Siska dengan cepat memutar tubuhnya, mengambil gelas dan mengisinya dengan air es, berpura-pura sedang kehausan.
"Loh, Putra? Kamu sedang apa di dapur berdua dengan dia?" Suara teguran Ibu mertua memecah ketegangan. Beliau menatap kami bergantian dengan sorot mata penuh selidik.
Aku menoleh dengan raut wajah datar.
"Hanya kebetulan berpapasan saat mengambil minum, Bu. Tadi Fitri minta tolong diambilkan air hangat," jawabku santai, lalu mengambil gelas dan mengisinya sebelum berlalu meninggalkan mereka berdua.
Dari sudut mataku, aku bisa melihat Siska menghela napas lega. Sandiwara babak kedua baru saja dimulai, dan kali ini, akulah yang memegang kendali.
Malam itu berjalan dengan hawa dingin yang menggantung di udara.
Saat makan malam, Ibu mertua terus memanjakan Siska, memaksanya makan banyak dengan alasan untuk kesehatan 'kandungannya', sementara Fitri hanya diam menunduk, mengaduk-aduk nasinya dengan tatapan kosong.
Aku terus menggenggam tangan istriku di bawah meja, mengusapnya lembut untuk meyakinkannya bahwa aku ada di pihaknya.
Setelah makan malam, aku sengaja menyibukkan diri di ruang kerja kecilku, memberi sedikit ruang bagi Ibu mertua dan Siska di ruang keluarga.
Sekitar pukul sepuluh malam, saat rumah mulai sunyi, terdengar ketukan pelan di pintu ruang kerjaku.
Pintunya sedikit terbuka, menampilkan wajah Siska yang celingukan memastikan tak ada orang lain yang melihatnya. Ia menyelinap masuk dengan tergesa-gesa dan menutup pintu rapat-rapat.
"Ada apa? Bukankah sudah kubilang jangan menemuiku secara terang-terangan seperti ini?" tegurku dengan suara tertahan.
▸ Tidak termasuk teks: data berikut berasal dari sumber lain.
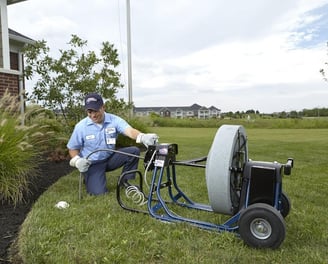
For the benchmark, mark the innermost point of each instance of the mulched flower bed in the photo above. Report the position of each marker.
(12, 217)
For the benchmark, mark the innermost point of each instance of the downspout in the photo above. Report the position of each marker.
(21, 87)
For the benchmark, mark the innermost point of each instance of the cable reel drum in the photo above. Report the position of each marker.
(224, 166)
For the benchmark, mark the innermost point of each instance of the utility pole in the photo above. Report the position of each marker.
(128, 27)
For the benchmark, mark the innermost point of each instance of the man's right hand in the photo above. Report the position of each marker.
(82, 164)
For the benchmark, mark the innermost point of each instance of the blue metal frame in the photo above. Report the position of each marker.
(164, 176)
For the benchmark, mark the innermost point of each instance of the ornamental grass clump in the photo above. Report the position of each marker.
(20, 153)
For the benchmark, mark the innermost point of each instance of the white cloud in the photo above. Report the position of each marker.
(236, 55)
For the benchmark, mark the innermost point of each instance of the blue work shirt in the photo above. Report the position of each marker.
(88, 136)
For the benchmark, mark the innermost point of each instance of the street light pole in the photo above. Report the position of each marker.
(128, 26)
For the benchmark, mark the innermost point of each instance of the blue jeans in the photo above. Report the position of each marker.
(95, 177)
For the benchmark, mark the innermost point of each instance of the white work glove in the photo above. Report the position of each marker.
(81, 164)
(147, 139)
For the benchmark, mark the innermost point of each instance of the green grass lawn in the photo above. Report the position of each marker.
(98, 230)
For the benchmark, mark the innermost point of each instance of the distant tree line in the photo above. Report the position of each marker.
(315, 112)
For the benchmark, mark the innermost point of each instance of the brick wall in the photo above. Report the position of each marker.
(9, 82)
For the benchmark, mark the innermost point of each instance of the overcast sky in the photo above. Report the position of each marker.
(236, 55)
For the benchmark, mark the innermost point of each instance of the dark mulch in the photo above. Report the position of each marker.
(12, 217)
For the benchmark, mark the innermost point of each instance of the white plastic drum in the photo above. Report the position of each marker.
(226, 157)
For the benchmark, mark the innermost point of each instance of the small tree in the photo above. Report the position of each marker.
(62, 83)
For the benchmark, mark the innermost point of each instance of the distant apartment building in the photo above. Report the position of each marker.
(193, 111)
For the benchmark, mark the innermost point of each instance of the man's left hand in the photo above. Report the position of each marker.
(147, 139)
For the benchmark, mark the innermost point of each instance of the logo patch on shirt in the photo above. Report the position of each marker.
(110, 130)
(89, 137)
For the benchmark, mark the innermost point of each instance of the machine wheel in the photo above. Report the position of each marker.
(262, 226)
(224, 165)
(285, 205)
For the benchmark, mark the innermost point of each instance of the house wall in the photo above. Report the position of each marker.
(9, 82)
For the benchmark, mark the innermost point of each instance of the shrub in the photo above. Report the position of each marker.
(21, 148)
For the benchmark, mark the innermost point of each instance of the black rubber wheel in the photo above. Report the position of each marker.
(285, 205)
(262, 226)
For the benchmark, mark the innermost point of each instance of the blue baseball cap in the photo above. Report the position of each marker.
(93, 101)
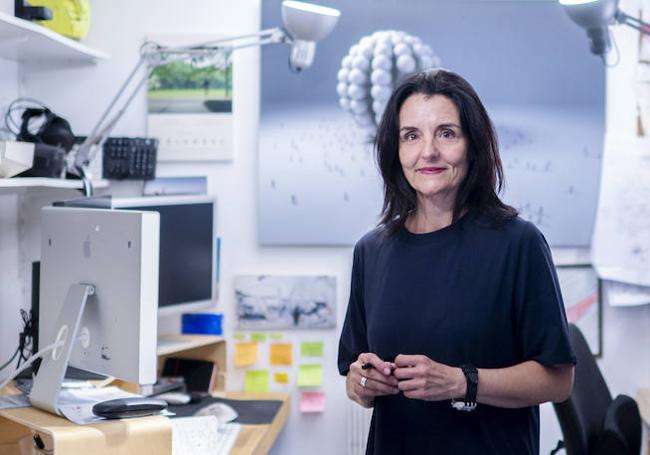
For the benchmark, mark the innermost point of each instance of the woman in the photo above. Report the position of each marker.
(455, 330)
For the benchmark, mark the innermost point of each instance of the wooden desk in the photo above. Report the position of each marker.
(147, 435)
(643, 400)
(258, 439)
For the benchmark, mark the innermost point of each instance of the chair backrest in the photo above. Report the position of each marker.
(582, 415)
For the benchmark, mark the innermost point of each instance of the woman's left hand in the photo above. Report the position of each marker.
(424, 379)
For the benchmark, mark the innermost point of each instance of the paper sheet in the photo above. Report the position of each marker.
(281, 353)
(312, 402)
(622, 294)
(621, 243)
(245, 354)
(310, 375)
(202, 436)
(256, 381)
(311, 349)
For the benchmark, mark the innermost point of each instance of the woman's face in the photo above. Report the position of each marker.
(432, 148)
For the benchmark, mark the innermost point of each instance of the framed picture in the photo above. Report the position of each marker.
(190, 105)
(285, 302)
(582, 294)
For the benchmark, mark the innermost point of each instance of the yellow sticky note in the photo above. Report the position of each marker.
(256, 381)
(310, 375)
(281, 353)
(245, 354)
(311, 349)
(261, 337)
(281, 378)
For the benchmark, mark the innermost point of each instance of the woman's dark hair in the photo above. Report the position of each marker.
(484, 179)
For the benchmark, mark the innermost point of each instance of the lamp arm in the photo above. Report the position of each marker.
(635, 23)
(153, 54)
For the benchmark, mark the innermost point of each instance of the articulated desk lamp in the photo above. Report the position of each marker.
(596, 16)
(304, 25)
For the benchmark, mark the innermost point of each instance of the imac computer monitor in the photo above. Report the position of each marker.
(99, 278)
(187, 250)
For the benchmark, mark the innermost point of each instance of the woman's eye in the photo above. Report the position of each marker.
(448, 134)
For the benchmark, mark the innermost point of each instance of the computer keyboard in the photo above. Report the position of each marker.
(203, 436)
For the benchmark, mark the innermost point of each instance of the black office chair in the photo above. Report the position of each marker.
(592, 423)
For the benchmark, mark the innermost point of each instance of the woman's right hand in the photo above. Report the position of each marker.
(379, 379)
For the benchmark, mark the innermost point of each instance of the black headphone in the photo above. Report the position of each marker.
(55, 130)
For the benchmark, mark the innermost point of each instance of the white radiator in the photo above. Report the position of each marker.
(358, 427)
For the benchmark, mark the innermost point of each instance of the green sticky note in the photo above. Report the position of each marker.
(310, 375)
(256, 381)
(311, 349)
(259, 337)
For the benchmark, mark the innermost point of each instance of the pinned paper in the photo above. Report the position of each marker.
(281, 353)
(311, 349)
(281, 378)
(245, 354)
(256, 381)
(310, 375)
(312, 402)
(259, 337)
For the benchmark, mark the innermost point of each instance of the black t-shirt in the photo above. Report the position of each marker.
(473, 292)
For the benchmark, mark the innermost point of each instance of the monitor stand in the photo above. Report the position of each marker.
(47, 383)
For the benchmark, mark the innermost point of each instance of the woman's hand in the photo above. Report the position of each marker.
(364, 385)
(423, 379)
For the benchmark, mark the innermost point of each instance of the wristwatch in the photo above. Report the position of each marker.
(471, 376)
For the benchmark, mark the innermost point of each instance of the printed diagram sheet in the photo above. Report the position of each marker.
(621, 244)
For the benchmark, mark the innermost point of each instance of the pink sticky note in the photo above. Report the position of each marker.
(312, 402)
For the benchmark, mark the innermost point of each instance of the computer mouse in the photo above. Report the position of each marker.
(129, 407)
(174, 398)
(221, 411)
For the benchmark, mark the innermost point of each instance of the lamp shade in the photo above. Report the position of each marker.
(308, 22)
(594, 16)
(590, 14)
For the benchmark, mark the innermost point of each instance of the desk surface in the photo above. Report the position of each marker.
(252, 439)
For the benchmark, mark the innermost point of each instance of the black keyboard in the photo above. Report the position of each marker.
(130, 158)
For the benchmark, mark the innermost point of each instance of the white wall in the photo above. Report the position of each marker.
(80, 94)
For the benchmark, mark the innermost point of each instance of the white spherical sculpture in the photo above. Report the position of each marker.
(371, 70)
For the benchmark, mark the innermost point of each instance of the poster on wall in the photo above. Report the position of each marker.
(266, 302)
(582, 295)
(317, 178)
(190, 105)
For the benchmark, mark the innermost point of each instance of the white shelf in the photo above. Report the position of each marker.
(26, 42)
(19, 183)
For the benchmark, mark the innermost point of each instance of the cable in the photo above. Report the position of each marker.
(37, 356)
(19, 104)
(6, 364)
(29, 361)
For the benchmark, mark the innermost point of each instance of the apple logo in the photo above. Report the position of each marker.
(86, 248)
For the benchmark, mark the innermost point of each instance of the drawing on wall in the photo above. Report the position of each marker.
(582, 295)
(266, 302)
(190, 104)
(621, 249)
(317, 178)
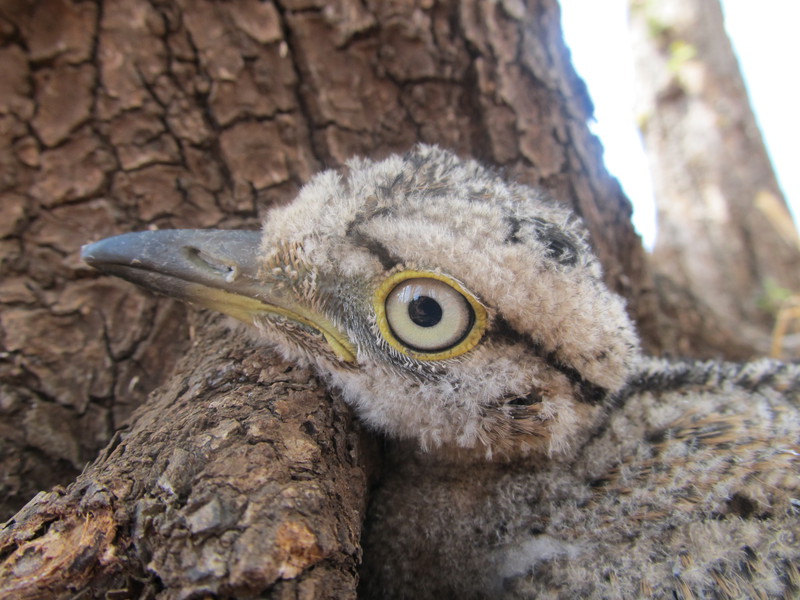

Siska melangkah maju mendekati mejaku. Tangannya yang bergetar merogoh saku gaun tidurnya, mengeluarkan sebuah botol kaca kecil berisi serbuk berwarna putih kekuningan. Ia meletakkan botol itu di atas mejaku dengan napas memburu.
"Mas, aku bersedia melakukan sandiwara pura-pura hamil. Tapi aku tidak mau ikut campur dalam urusan yang satu ini. Ini sudah di luar batas nuraniku!" bisik Siska dengan suara bergetar ketakutan.
Aku mengernyitkan dahi, menatap botol kecil itu dengan perasaan tidak enak yang tiba-tiba merayapi tengkukku.
"Apa ini? Obat apa yang kalian rencanakan sekarang?!"
Siska menggeleng kuat-kuat. Ia mencondongkan tubuhnya ke depan, menatapku dengan sorot mata ngeri yang sulit disembunyikan.
"Ibu mertuamu baru saja menyuruhku mencampurkan serbuk ini ke dalam susu Mbak Fitri malam ini, Mas. Katanya, ramuan ini akan perlahan-lahan merusak rahim istrimu, untuk memastikan bahwa tuduhannya soal Mbak Fitri yang mandul akan benar-benar menjadi kenyataan seumur hidupnya."